Bill has made his feelings clear, and that is up to him. I am loath to revisit the subject even now, because I don’t want to kick
up another war of words, but anyone who knows him will confirm he is not always the easiest guy to deal with. His family is what he loves and he doesn’t seek much contact with anybody else. If the owners felt that Bill didn’t want to be the manager that is merely because it was the vibe he gave off at times. He was much more comfortable playing than dealing with managerial issues. Yet West Ham was Terry Brown’s business, so he probably looked at that and thought Bill would be better off in the directors’ box and I would be more use on the training field. It was handled badly, obviously, but I can’t blame them for reaching that conclusion. They tried to look after Bill and, in different circumstances, I don’t think he would have been too upset with the offer; it just unfolded awkwardly for all of us.

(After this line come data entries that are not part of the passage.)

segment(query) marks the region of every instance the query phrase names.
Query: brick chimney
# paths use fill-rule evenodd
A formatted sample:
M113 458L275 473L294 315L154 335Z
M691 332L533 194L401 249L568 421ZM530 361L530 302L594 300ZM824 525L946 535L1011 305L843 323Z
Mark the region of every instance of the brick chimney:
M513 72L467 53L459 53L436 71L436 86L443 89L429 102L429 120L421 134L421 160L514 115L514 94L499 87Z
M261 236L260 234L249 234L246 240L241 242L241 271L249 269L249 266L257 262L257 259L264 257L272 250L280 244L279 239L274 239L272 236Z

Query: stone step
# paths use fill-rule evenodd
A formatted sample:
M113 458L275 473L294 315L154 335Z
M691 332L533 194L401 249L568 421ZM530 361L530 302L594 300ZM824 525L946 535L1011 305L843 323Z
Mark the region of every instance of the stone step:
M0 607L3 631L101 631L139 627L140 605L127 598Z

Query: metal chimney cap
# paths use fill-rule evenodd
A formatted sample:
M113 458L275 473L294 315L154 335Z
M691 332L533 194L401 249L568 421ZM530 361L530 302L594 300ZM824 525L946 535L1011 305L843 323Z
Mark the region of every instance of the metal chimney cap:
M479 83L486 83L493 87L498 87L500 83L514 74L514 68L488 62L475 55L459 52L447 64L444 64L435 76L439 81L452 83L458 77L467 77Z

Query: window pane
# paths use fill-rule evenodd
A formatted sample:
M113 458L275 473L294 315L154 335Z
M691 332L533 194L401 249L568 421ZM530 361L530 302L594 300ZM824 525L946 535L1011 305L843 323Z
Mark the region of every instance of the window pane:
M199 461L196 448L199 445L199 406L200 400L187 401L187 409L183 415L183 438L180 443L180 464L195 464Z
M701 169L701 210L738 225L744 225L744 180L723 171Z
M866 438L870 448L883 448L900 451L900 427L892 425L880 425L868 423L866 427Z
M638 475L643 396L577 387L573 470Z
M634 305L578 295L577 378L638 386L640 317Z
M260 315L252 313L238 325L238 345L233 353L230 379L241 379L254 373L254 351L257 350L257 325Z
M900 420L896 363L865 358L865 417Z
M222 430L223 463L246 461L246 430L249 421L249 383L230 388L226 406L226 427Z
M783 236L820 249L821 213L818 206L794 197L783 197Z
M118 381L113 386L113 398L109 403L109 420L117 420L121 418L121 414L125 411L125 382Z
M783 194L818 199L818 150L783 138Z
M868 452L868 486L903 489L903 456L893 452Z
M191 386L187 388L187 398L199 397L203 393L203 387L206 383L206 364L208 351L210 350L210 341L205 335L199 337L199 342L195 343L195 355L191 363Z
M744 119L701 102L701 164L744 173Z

I’ve heard all sorts of stories since. Some people even say that the fall-out with Billy cost me the England job, because Sir Trevor Brooking has never forgiven me over it – but I can’t see that. Trevor wasn’t around West Ham at that time, and I would be surprised if he had harboured a grudge all these years without confronting me about it. I was one of a handful of footballers that were invited to, and attended, Trevor’s wedding. He has come to family occasions of mine. I don’t see him as the spiteful sort. Yet though twenty years have passed since Bill and I spoke, the break-up of our friendship still hurts. Not the rumours, not the innuendo, not the gossip from people who were not there and wouldn’t have a clue what went on behind the scenes. All that gets distorted by those who want to cause problems for you. What pains me is the fact that I no longer have Bill as a friend, because I loved him to bits and there is no way on earth I would have hurt him. I would give anything today to see him and just have a cup of tea together.
Back then, though, my only choice was to get on with it, and it wasn’t an easy job at all. My first decision was to bring Frank Lampard Senior with me. Frank was my brother-in-law and an old friend, but he knew the club – he knew football, and for years he had been coaching the kids at West Ham on a Tuesday and Thursday night for free. Frank was ideal. He talks nothing but common sense about football, and I resented the criticism that it was an old pals’ act. If that was my priority, I would have kept Ronnie Boyce on the staff. Ronnie was at West Ham when I arrived as a teenager, and was still there when I returned a second time. He had been a member of the coaching staff since 1973 and in 1991 he was made chief scout. I liked Ronnie but he seemed too much a part of the furniture, a long-standing member of the cosy little club that was the worst of West Ham. ‘He’ll be there when you’ve gone,’ Bobby Moore had said to me. ‘What does he give you?’ He had a point.